Es kommt mir alles, was ich hingeworfen habe, so grässlich schlecht vor, daß ich die Lust verliere, und nicht weiter will. Heute zwang ich mich dazu, eine Stelle aus der Skizze ins reine zu arbeiten, die mir immer zuletzt so missfiel, daß ich glaubte, sie gänzlich umarbeiten zu müssen. Aber mir fiel nichts Besseres ein, und darüber war ich so trostlos, daß ich an Aufgeben usw. dachte. Endlich ― in der Ver­zweiflung ― arbeitete ich heute die Stelle ins reine, indem ich sie ganz, wie in der Skizze, lasse, nur hier und da ein paar Geringfügigkeiten korri­giere; nun trage ich sie mir vor und finde, daß sie so gut ist, daß ich sie eben deshalb nicht mehr besser machen konnte. ― Ist das nicht zum Lachen? ―

Die Stimmungsumschwünge des dritten Aktes sind für ihn wie eine Berg- und Talfahrt:

Ich bin jetzt mit der Ausarbeitung der ersten Hälfte meines Aktes beschäftigt. Über die leidenden Stellen komme ich immer nur mit großem Zeitaufwand hinweg; ich kann da im guten Fall in einem Zuge nur sehr wenig fertigbringen. Die frischen, leb­haften, feurigen Partien gehen dann ungleich rascher vonstatten: so lebe ich auch bei der technischen Ausführung „leidvoll und freudvoll“ alles mit durch, und hänge ganz vom Gegenstande ab. Dieser letzte Akt ist nun ein wahres Wechselfieber: ― tiefstes, unerhörtestes Leiden und Schmachten, und dann unmittelbar unerhörtester Jubel und Jauchzen. Weiß Gott, so ernst hat’s noch keiner mit der Sache genommen …

Seiner Frau, Minna, teilt er mit:

So will ich denn aushalten. Bin ich aber mit dieser Arbeit fertig, so schreibe ich keine Note wieder, bis ich nicht in ein andres Leben komme, wenigstens den „Tristan“ aufgeführt, und wieder etwas für das Leben erfrischt und ermutigt bin. Die letzte Note vom „Tristan“ wird das Äußerste sein was man in meiner Lage leisten kann. Dann nichts mehr: oder es muss anders werden zuvor. ― Jedenfalls bedarf auch ich dann etwas der Zerstreuung und Ruhe von dieser ewigen Kopf verzehrenden, aufreibenden Geistesarbeit.
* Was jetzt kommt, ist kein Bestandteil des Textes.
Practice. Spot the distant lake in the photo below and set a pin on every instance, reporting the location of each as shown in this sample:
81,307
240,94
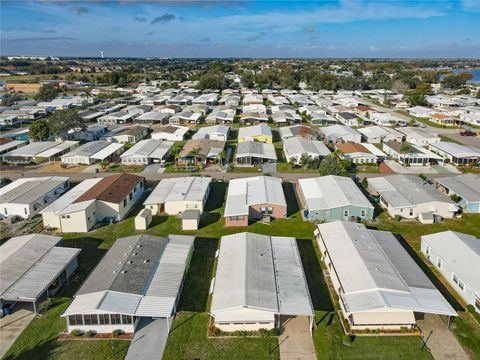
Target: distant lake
475,73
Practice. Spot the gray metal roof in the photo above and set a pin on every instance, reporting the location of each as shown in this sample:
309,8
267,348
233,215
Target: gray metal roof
191,188
406,190
140,275
467,186
461,253
245,192
29,190
29,264
376,272
256,149
260,272
329,192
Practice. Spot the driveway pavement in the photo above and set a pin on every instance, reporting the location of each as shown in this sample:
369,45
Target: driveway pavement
295,341
11,326
442,343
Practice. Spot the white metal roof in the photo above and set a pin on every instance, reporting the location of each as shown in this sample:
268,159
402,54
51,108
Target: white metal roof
29,264
467,186
329,192
260,272
457,150
158,280
407,190
245,192
66,203
255,130
376,272
191,188
149,148
460,252
295,146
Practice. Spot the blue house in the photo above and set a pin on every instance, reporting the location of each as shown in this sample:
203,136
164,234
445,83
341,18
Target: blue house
331,198
466,187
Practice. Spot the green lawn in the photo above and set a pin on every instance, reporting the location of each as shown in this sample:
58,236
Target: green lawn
188,339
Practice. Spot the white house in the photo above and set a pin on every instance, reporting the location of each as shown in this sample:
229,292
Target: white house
341,133
378,134
456,256
411,197
379,286
170,133
26,197
93,201
92,152
215,132
295,147
140,278
146,152
175,195
34,268
456,153
417,136
259,281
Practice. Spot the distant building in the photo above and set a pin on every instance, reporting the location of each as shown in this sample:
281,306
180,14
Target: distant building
256,198
411,197
329,198
378,284
259,281
176,195
454,254
26,197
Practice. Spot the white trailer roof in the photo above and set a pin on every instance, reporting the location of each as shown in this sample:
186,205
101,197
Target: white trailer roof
461,252
245,192
377,273
191,188
329,192
260,272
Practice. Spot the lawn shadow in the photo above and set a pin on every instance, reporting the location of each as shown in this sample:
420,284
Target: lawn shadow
208,219
314,274
216,197
291,197
158,220
88,258
433,278
197,282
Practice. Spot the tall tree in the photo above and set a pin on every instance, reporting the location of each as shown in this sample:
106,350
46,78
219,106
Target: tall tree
61,122
39,130
47,92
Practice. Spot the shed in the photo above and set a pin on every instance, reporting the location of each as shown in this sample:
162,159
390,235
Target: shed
143,219
190,219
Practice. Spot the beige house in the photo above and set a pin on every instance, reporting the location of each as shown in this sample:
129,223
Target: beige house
379,286
98,200
176,195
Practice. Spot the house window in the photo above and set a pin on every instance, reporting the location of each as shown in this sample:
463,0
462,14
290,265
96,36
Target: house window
104,319
115,319
459,282
126,319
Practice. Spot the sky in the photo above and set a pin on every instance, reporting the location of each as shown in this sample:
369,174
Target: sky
252,29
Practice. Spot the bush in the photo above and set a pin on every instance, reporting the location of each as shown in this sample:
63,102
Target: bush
76,332
117,332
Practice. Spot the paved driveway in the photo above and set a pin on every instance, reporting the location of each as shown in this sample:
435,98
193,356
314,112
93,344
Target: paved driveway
11,326
442,343
295,341
149,340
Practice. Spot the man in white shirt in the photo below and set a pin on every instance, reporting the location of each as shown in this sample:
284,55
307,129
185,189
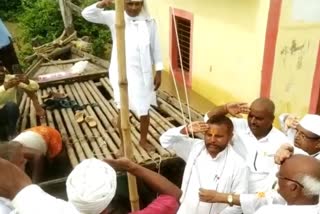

Ich ersehne diese Zeit inbrünstig. Mein Leben wird mir immer schwerer. ―

Zum Ende des Aktes hin fällt Wagner die Arbeit wieder leichter. Er bezeigt geradezu übertriebenen Eifer und betrachtet es als einen moralischen Sieg über sich selbst, die kommende Seite für den nächsten Tag zu lassen.

Am 10. Juli schreibt er:

Schlimmer, als es jetzt bei meiner Arbeit hergeht, kann’s bei Solferino (Schlacht bei Solferino) nicht hergegangen sein; da die doch jetzt das Blutver­gießen einstellen, setze ich’s fort; ich räume furchtbar auf. Heute habe ich auch Melot und Kurwenal totgeschlagen. Kommt nur, wenn Ihr Euch das Schlachtfeld einmal mit ansehen wollt, ehe alles begraben wird.

Und abschließend sei noch eine mündlich überlieferte Bemerkung aus späterer Zeit angeführt:

Als er (Wagner) eines Abends aus „Tristan“ sang, bemerkte er, das Werk habe eine ganz eigentümliche Farbe; es sei darin alles wie Violett, wie ein tiefes Lila.

Das deutet hin auf ein Gebiet, in dem sich Grenzbewohner aufhalten. Grenzbewohner sind Menschen, die eine besondere seelische Reife erlangt haben, die den dreidimensionalen Weltenplan verlassen können, um höhere Aufgaben zu übernehmen. Richard Wagner ist einer von denen.